More than two weeks after a double suicide bombing killed 34 and injured more than 60 people in the Russian city of Volgograd on New Year eve nobody has claimed responsibility for the attack.
Chechen rebel warlord Doku Umarov, the self-proclaimed leader of the “Caucasus Emirate” is the prime suspect. Umarov, who in the past laid claim to many high-profile terror strikes in recent years, has called for wrecking the Winter Olympics in Russia’s Sochi next month, denouncing them as “Satanist dances on the bones of our ancestors.”
Many experts also see a foreign hand in the deadly attacks.
A statement issued by the Russian Foreign Ministry heighted the speculation.
“The criminal forays in Volgograd, as well as terrorist attacks in the U.S., Syria, Iraq, Libya, Afghanistan, Nigeria and other countries, have been organised according to the same pattern and have the same promoters,” the statement said.

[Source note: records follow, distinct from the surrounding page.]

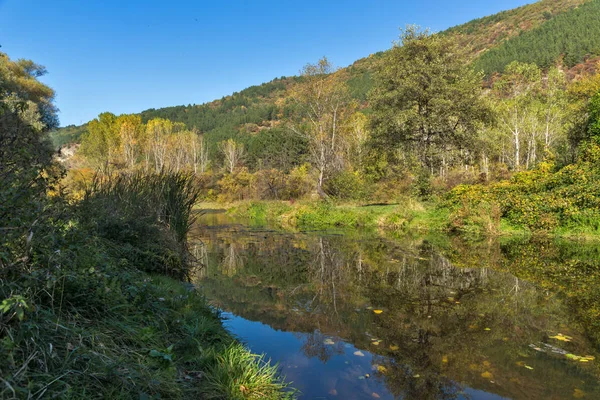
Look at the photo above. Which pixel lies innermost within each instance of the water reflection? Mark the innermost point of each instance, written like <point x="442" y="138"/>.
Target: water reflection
<point x="377" y="318"/>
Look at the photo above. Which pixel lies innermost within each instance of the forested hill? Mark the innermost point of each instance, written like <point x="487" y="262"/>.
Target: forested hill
<point x="541" y="33"/>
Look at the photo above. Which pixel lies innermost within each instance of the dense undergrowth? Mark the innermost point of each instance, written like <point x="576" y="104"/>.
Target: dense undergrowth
<point x="96" y="307"/>
<point x="563" y="202"/>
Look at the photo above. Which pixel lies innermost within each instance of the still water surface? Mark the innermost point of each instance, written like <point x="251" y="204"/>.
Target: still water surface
<point x="358" y="316"/>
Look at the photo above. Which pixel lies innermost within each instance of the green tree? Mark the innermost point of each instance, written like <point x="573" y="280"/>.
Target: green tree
<point x="324" y="107"/>
<point x="102" y="143"/>
<point x="26" y="168"/>
<point x="426" y="98"/>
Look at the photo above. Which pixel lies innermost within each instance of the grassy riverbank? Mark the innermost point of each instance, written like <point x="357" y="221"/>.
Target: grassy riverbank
<point x="98" y="307"/>
<point x="406" y="217"/>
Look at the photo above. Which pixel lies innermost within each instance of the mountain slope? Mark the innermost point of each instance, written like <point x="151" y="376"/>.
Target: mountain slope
<point x="572" y="36"/>
<point x="261" y="108"/>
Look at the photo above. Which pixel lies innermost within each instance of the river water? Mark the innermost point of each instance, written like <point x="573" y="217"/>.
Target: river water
<point x="360" y="316"/>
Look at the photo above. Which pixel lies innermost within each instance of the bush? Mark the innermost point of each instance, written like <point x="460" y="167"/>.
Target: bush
<point x="541" y="200"/>
<point x="348" y="185"/>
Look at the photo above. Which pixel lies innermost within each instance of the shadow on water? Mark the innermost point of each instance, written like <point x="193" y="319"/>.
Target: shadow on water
<point x="417" y="318"/>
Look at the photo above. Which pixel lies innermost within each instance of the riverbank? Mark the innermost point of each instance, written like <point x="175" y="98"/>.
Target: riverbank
<point x="405" y="217"/>
<point x="98" y="305"/>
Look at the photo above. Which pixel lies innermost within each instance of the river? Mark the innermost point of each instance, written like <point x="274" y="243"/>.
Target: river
<point x="357" y="315"/>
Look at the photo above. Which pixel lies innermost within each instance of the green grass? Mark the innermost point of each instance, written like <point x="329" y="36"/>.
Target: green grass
<point x="97" y="309"/>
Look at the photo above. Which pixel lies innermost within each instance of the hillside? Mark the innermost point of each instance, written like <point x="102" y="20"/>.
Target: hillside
<point x="534" y="33"/>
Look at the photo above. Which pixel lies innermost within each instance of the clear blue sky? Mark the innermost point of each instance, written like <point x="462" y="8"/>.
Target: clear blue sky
<point x="126" y="56"/>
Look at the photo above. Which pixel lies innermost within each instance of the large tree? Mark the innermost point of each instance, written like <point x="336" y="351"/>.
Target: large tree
<point x="323" y="107"/>
<point x="426" y="99"/>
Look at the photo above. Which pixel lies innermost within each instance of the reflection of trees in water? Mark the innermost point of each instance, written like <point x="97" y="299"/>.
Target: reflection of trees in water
<point x="313" y="345"/>
<point x="430" y="307"/>
<point x="199" y="252"/>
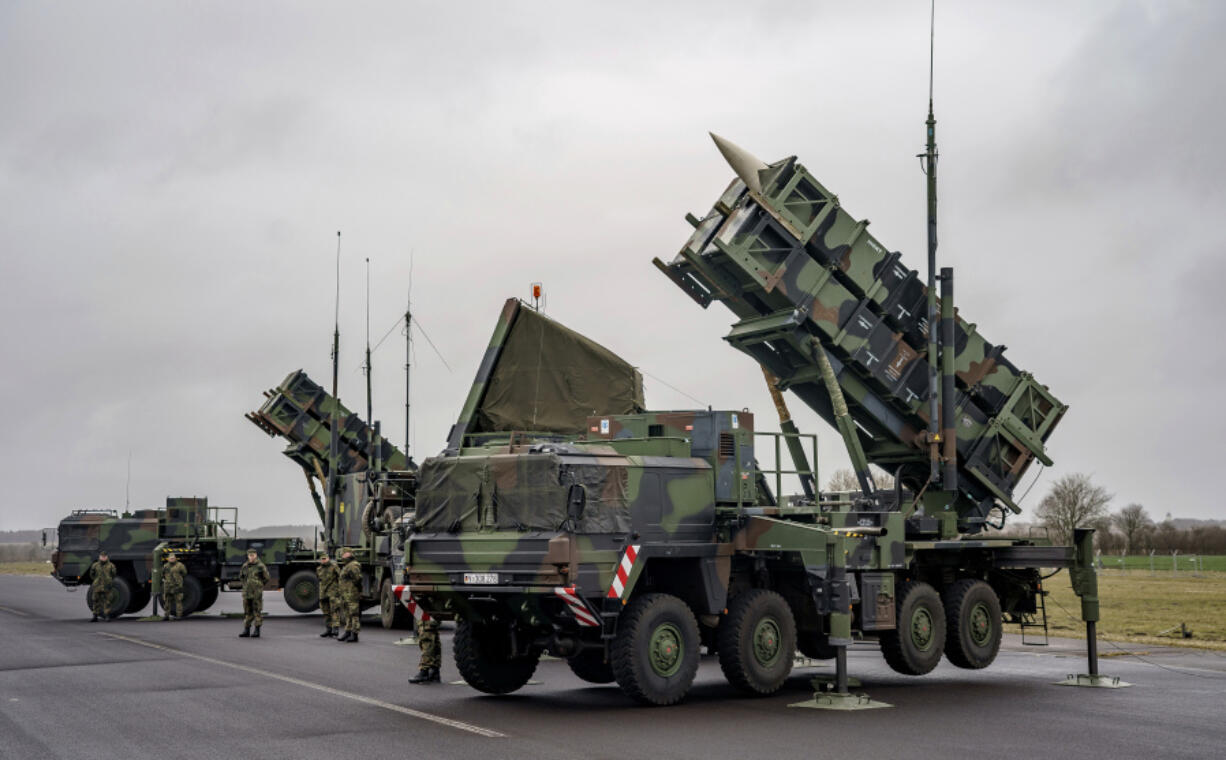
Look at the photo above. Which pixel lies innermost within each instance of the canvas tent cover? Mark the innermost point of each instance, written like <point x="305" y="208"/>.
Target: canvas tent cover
<point x="549" y="379"/>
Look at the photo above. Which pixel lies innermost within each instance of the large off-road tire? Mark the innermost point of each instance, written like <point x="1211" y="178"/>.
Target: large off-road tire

Some commentators were quick to point the finger at Saudi Arabia, which has a long history of supporting Chechen separatists in the 1990s and the first decade of the 21st century.
After the Volgograd blasts Russian and international media recalled that Saudi Arabia’s intelligence chief Prince Bandar bin Sultan, who made two secretive trips to Russia last year to meet President Vladimir Putin, reportedly threatened to unleash Chechen terrorists operating in Syria on Russia’s Winter Olympic if Moscow did not abandon its support for Syria’s embattled President Bashar al-Assad.
“I can give you a guarantee to protect the Winter Olympics in the city of Sochi on the Black Sea next year,” the Saudi spy supremo was quoted by the Lebanese newspaper As-Safir as telling Mr Putin. “The Chechen groups that threaten the security of the games are controlled by us, and they will not move in the Syrian territory’s direction without coordinating with us.”
The Volgograd attacks came less than three weeks after Prince Bandar’s second meeting with Mr Putin.
“In the opinion of some experts the double terror strike in Volgograd has a Syrian origin and means that Russia and Saudi Arabia had failed to come to agreement,” said Dozhd (Rain), a private TV channel broadcasting from Moscow.
“There is no documented proof of the reports [about Prince Bandar’s threat], but there is neither any doubts that Wahhabi terrorism in Russia has been receiving support from the Persian Gulf Salafi regimes, above all Saudi Arabia,” Russia’s mainstream Izvestia daily said.